Experts in transportation have welcomed the move but are sceptical of its viability as, over last 20 years, a number of such projects have failed to move beyond the drawing board.

EoIs invited

Recently, MMB had called for Expressions of Interest from companies to launch passenger ferry service between Nariman Point and Borivali.

CEO of Indian National Shipowners’ Association, Anil Devli, said that one main obstacle, which has prevented Mumbai region from having water transportation, is the high-cost infrastructure such as jetties at multiple locations on Mumbai’s coast. In the past, projects were formulated on the tender conditions that the jetties would be built by the private companies.
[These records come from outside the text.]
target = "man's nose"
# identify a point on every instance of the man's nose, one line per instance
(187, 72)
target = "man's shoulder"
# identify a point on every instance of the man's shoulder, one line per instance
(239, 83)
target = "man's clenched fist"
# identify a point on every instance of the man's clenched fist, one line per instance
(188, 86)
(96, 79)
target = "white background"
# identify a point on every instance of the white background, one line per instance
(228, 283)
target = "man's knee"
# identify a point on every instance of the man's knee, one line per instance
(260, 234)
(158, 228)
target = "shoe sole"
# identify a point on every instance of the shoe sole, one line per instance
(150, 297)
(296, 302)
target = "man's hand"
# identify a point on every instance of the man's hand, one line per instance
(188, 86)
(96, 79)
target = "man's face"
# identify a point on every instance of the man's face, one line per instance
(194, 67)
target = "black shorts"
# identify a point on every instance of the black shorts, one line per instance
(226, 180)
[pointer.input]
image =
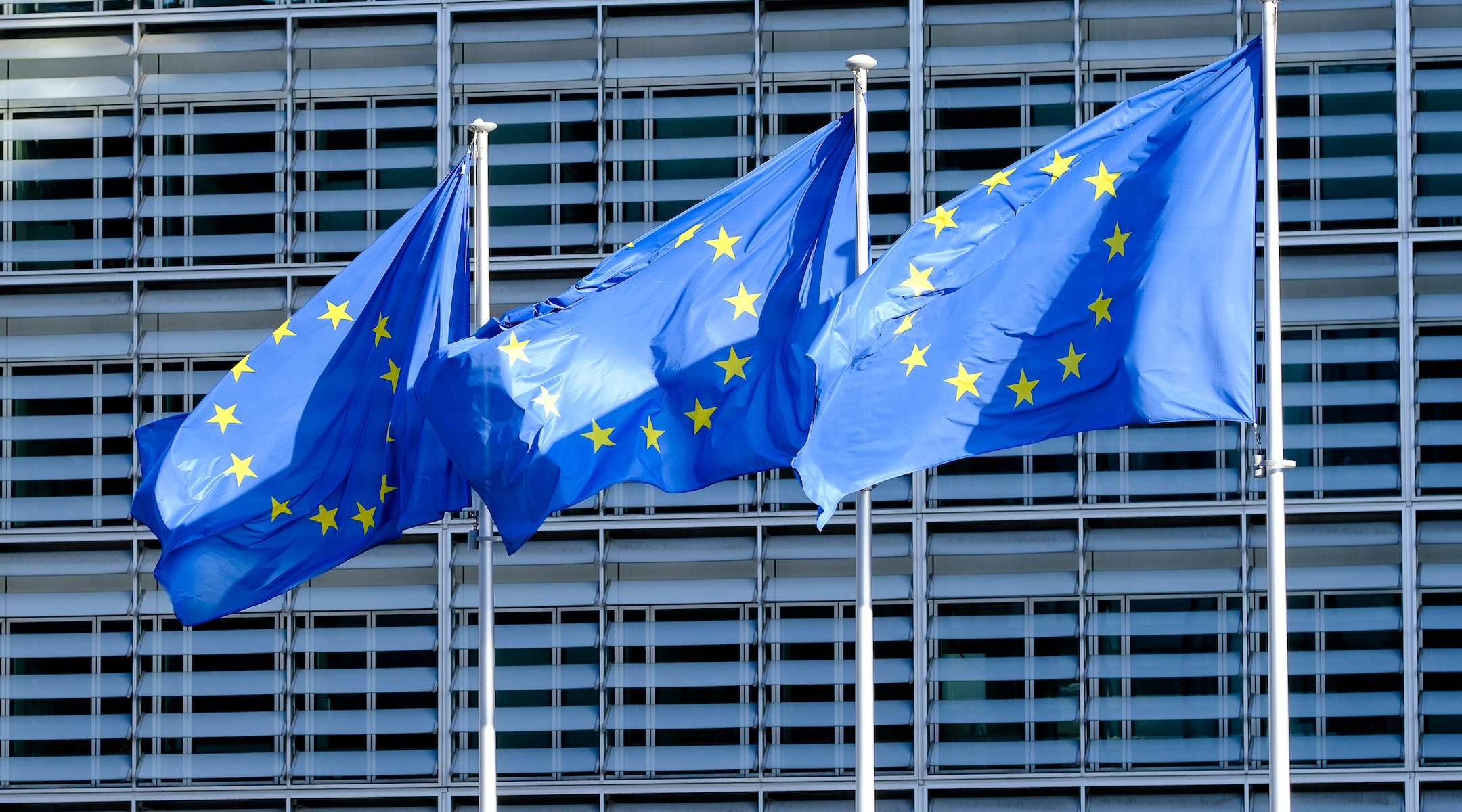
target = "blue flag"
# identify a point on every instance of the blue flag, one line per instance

Therefore, the projects never materialised, he said.

Devli pointed that worldwide the jetties are created by governments. In cargo shipping sector, the Centre builds the cargo terminals at ports, which are then operated by private terminal operators. The ports get a royalty from the operators. A similar model should be followed by the Maharashtra government, he said.

Setting up jetties

The state government could identify the locations for creating fixed or floating jetties. Once the infrastructure is created, a horde of shipping companies trying would try to get contracts for ferrying passengers and maintaining the terminal, Devli said.

Devli said that setting up the water transport system for the Mumbai region was never given to one agency. State government agencies such as MMB, Maharashtra State Road Development Corporation and City and Industrial Development Corporation of Maharashtra Ltd have tried their hand at setting up the service.

He added that the sea transportation project will not face any technical challenge other than the rough seas during the monsoon seasons. But even if the service is available for nine months in a year then it will provide a huge relief to the commuters of Mumbai region.

The Mumbai city’s main public transportation of suburban railway is literally bursting at its seams. Every day about eight million passengers use the train network riding on more than 2,800 trains. The network is hugely overcrowded during morning and evening peak hours, where every rail coach carries more than four times its designed capacity.

Inadequate subsidy

Senior Transportation Planner, Arun Mokashi, who has worked with multilateral agencies, including World Bank and Asian Development Bank, said that on the west coast of Mumbai the wave action is high, therefore it will require advanced catamarans for sailing on the sea, he said

A senior MSRDC official said the state government is not very committed to setting up the service. In the past, a number of internal fights have happened between the two ports managements of Mumbai region and MMB. The subsidy provided by the state government was never adequate. Such project cannot survive on ₹10 and 15 crore subsidy and it needs a ₹1,000-crore budgetary support, he said.